16 Requesting information, your rights and options for legal remedy
- In case of any questions or comments exceeding those contained in this Policy, Controller requests that you contact them at the following number or email address:
- phone: Dániel Sánta
- email: firstname.lastname@example.org
- You may request information about the processing of your personal data anytime. Upon your request Controller shall provide detailed information concerning the data relating to you (Subject), including those processed by a data processor on its behalf, the sources from where they were obtained, the purpose, grounds and duration of processing, the name and address of the data processor and on its activities relating to data processing, and – in case of data transfer – the legal basis and the recipients.
- Controller must comply with requests for information without any delay, and provide the information requested in an intelligible form, in writing at your request within not more than thirty days, mailed to the contact address (postal address) listed by you, provided that such an address was listed in the request. Failing that, the thirty-day time limit prescribed for Controller shall only be considered expired after you have provided your address to Controller in a verifiable manner.
- Furthermore, you may request the rectification or erasure of your personal data anytime – except data processing prescribed by law –, while Controller is entitled to refuse admission to the event concurrently with the erasure of such data.
- Controller informs you that Controller is obliged to erase the data in the following cases:
- if data are unlawful;
- if requested by the client (subject);
- if data are incomplete or inaccurate and lawful rectification is not possible;
- if the purpose of processing has ceased;
- if ordered by court or by the National Authority for Data Protection and Freedom of Information.
- Instead of erasure, Controller may block personal data if so requested by the subject, or if it is assumed based on the available information that erasure is likely to violate the subject’s lawful interests. Personal data thus blocked may only be processed for as long as the purpose for processing that prevented the erasure exists. However, Controller informs the client that in case of an erasure of data, Controller can no longer provide its services to the given client.
- You may object to such processing of your personal data in accordance with the provisions of the applicable law. Controller shall review your objection – concurrently with suspending the processing – as soon as possible, but not later than within fifteen days of the objection and shall notify the client in writing at the contact address (postal address) listed by client, provided that such contact address had been listed in client’s request. Failing that, the fifteen-day time limit prescribed for Controller shall only be considered expired after client has provided his address to Controller in a verifiable manner. In case the objection is justified, Controller shall cease data processing, including all further data recordings and transfers, and shall block the data, and notify all parties about the objection and the measures taken on that basis to whom such objected data had been transferred and who are obliged to act to enforce the right to object. If the client finds the decision made by Controller in response to the objection questionable, Client may bring action at a court within thirty days of having learned of the decision.
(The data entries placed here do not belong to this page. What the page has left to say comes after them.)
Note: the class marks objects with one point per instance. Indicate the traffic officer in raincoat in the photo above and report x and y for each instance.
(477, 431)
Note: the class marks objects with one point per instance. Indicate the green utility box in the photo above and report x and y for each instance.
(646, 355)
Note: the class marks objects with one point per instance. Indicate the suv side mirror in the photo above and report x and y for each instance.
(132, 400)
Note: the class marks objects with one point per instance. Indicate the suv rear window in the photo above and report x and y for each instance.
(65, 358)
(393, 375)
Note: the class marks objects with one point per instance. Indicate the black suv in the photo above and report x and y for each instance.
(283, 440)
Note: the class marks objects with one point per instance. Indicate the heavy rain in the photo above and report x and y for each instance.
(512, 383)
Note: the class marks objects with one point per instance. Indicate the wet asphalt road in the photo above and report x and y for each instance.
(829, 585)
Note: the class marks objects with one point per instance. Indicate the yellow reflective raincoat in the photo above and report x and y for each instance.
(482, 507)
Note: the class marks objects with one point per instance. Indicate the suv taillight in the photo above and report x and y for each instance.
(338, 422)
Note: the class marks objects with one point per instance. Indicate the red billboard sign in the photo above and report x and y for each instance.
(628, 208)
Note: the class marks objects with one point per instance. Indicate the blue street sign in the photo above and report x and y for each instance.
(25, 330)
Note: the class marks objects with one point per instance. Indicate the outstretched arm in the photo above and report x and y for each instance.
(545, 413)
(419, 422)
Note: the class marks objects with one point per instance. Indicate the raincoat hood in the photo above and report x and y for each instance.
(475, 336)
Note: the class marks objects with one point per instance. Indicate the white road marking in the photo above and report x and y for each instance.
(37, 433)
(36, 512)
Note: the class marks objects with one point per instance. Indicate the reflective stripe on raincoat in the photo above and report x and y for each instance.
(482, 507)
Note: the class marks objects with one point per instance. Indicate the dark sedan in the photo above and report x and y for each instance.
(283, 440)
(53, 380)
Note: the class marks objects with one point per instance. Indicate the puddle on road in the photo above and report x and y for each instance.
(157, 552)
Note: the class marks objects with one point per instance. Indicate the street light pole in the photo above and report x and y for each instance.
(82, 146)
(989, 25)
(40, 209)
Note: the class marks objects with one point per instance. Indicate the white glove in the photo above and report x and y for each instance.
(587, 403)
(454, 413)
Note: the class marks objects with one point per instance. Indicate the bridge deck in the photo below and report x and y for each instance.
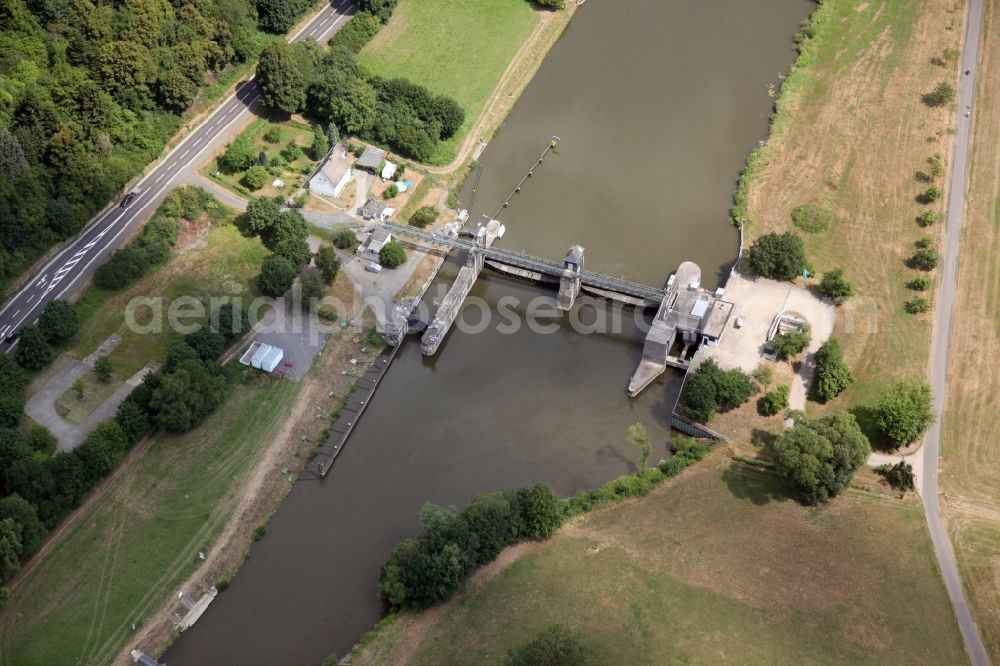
(531, 263)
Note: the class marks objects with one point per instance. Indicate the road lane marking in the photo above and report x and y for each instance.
(128, 215)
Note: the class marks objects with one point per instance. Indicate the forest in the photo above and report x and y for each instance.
(90, 92)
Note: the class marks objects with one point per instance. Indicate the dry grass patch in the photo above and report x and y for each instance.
(851, 133)
(970, 470)
(718, 566)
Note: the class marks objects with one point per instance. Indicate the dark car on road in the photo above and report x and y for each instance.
(129, 198)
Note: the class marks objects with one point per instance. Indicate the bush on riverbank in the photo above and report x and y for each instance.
(426, 570)
(710, 389)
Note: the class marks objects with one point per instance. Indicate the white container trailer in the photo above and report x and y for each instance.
(262, 356)
(272, 359)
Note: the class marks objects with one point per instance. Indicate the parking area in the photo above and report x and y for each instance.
(759, 301)
(300, 335)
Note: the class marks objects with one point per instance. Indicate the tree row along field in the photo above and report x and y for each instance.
(91, 93)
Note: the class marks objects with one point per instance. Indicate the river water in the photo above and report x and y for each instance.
(656, 103)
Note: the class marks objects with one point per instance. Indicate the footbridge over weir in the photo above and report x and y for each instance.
(527, 266)
(687, 315)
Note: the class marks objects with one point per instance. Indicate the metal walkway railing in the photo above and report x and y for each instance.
(531, 263)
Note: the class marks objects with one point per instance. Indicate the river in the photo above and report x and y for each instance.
(656, 104)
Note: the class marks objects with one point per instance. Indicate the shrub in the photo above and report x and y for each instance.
(835, 286)
(930, 195)
(292, 151)
(811, 218)
(276, 275)
(904, 412)
(556, 646)
(310, 287)
(924, 259)
(900, 476)
(935, 166)
(392, 254)
(41, 440)
(832, 374)
(773, 402)
(424, 216)
(777, 256)
(125, 267)
(928, 218)
(327, 263)
(59, 321)
(103, 369)
(273, 134)
(320, 145)
(763, 375)
(917, 305)
(239, 156)
(255, 177)
(357, 32)
(791, 344)
(943, 94)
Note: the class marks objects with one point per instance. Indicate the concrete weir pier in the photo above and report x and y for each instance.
(451, 304)
(688, 317)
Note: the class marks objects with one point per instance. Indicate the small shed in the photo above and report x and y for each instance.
(374, 244)
(333, 175)
(371, 159)
(262, 356)
(376, 210)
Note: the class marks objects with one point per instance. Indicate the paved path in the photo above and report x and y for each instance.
(42, 406)
(69, 270)
(942, 339)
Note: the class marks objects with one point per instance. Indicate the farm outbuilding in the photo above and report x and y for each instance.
(262, 356)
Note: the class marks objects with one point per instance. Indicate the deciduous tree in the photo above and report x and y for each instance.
(904, 412)
(820, 456)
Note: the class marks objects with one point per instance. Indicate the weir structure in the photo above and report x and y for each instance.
(687, 316)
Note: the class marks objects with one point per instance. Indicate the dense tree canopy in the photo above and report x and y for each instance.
(427, 570)
(91, 92)
(710, 389)
(832, 374)
(820, 456)
(777, 256)
(904, 412)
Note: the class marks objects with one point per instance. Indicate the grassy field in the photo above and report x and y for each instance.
(131, 549)
(718, 566)
(851, 134)
(970, 476)
(226, 264)
(454, 47)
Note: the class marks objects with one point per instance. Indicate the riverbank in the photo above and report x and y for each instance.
(411, 33)
(717, 565)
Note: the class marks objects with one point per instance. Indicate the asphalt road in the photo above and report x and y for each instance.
(67, 273)
(942, 340)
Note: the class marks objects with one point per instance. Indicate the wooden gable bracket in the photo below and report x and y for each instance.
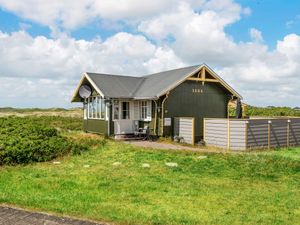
(201, 77)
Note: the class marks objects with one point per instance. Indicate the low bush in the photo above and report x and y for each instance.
(27, 140)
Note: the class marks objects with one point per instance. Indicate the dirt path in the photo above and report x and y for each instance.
(12, 216)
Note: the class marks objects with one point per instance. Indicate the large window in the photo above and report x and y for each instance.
(143, 110)
(96, 108)
(125, 110)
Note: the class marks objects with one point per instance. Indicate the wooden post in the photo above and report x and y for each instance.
(288, 134)
(204, 129)
(228, 134)
(193, 131)
(246, 132)
(269, 134)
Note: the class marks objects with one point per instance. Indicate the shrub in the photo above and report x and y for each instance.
(27, 140)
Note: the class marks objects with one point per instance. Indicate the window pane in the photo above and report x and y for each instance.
(125, 110)
(98, 107)
(94, 107)
(90, 108)
(116, 110)
(143, 110)
(102, 106)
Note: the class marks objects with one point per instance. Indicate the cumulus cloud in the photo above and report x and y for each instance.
(34, 69)
(256, 35)
(171, 34)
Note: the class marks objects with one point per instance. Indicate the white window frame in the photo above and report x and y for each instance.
(94, 107)
(119, 104)
(116, 104)
(127, 110)
(143, 110)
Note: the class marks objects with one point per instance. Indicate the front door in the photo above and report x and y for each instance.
(122, 115)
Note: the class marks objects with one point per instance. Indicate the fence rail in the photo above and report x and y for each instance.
(246, 134)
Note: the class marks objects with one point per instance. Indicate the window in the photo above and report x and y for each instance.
(96, 108)
(143, 110)
(125, 110)
(116, 110)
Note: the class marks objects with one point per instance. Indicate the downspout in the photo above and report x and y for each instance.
(162, 113)
(108, 105)
(155, 119)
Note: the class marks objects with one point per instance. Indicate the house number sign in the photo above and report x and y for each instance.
(197, 90)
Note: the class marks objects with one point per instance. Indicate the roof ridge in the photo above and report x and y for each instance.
(115, 75)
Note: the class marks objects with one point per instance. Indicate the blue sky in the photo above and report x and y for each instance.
(48, 45)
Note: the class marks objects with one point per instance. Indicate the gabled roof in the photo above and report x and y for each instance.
(146, 87)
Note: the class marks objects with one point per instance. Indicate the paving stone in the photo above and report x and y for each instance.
(11, 216)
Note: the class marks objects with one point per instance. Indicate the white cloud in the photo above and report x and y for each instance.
(256, 35)
(35, 71)
(196, 29)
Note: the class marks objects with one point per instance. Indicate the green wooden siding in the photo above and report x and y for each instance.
(95, 126)
(206, 101)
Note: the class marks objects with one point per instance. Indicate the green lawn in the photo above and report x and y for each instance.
(258, 188)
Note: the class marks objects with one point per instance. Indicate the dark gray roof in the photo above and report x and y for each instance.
(150, 86)
(145, 87)
(115, 86)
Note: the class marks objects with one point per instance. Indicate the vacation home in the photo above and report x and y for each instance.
(173, 102)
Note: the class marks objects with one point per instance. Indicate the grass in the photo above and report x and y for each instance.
(255, 188)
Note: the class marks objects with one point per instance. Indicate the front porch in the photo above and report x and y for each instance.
(121, 118)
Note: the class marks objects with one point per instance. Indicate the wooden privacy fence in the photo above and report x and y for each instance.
(243, 134)
(184, 129)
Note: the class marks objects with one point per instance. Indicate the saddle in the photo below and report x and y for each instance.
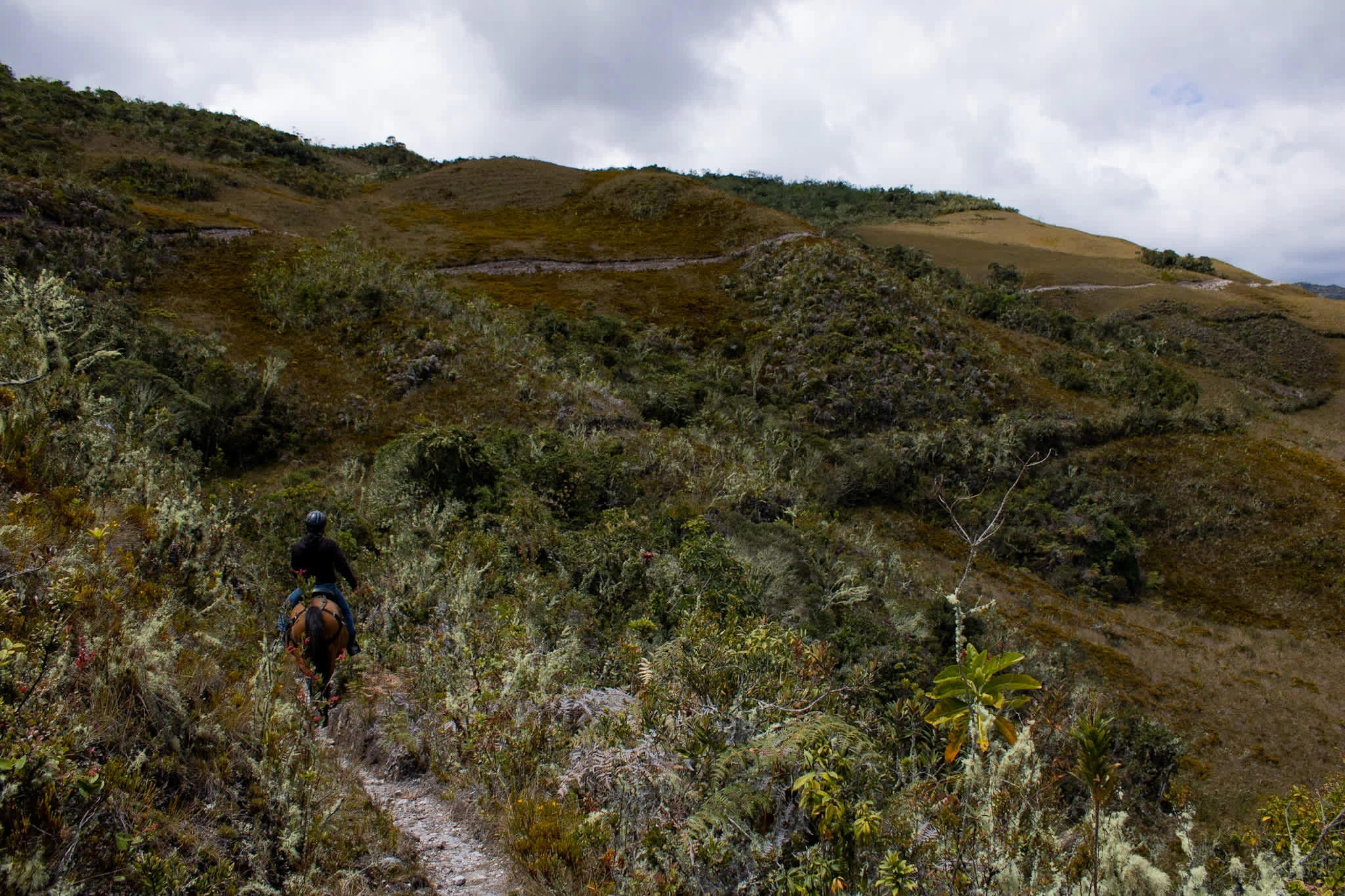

- You may seek ruling from a court if your rights concerning the processing of your personal data have been violated. The case shall be given priority at the court. Action may be brought, as per your choice, at the court of Controller’s registered seat or at the court of your (the subject’s) domicile (residence).
- You have the right to transparent information, which we seek to provide with this Policy.
- Processing is carried out by Netpositive Számítástechnikai Szolgáltató és Kereskedelmi Kft (Company Registration Number: 13-09-104997; Tax Number: 12643565-2-13; registered seat: HU-2021 Tahitótfalu, Pataksor u. 48).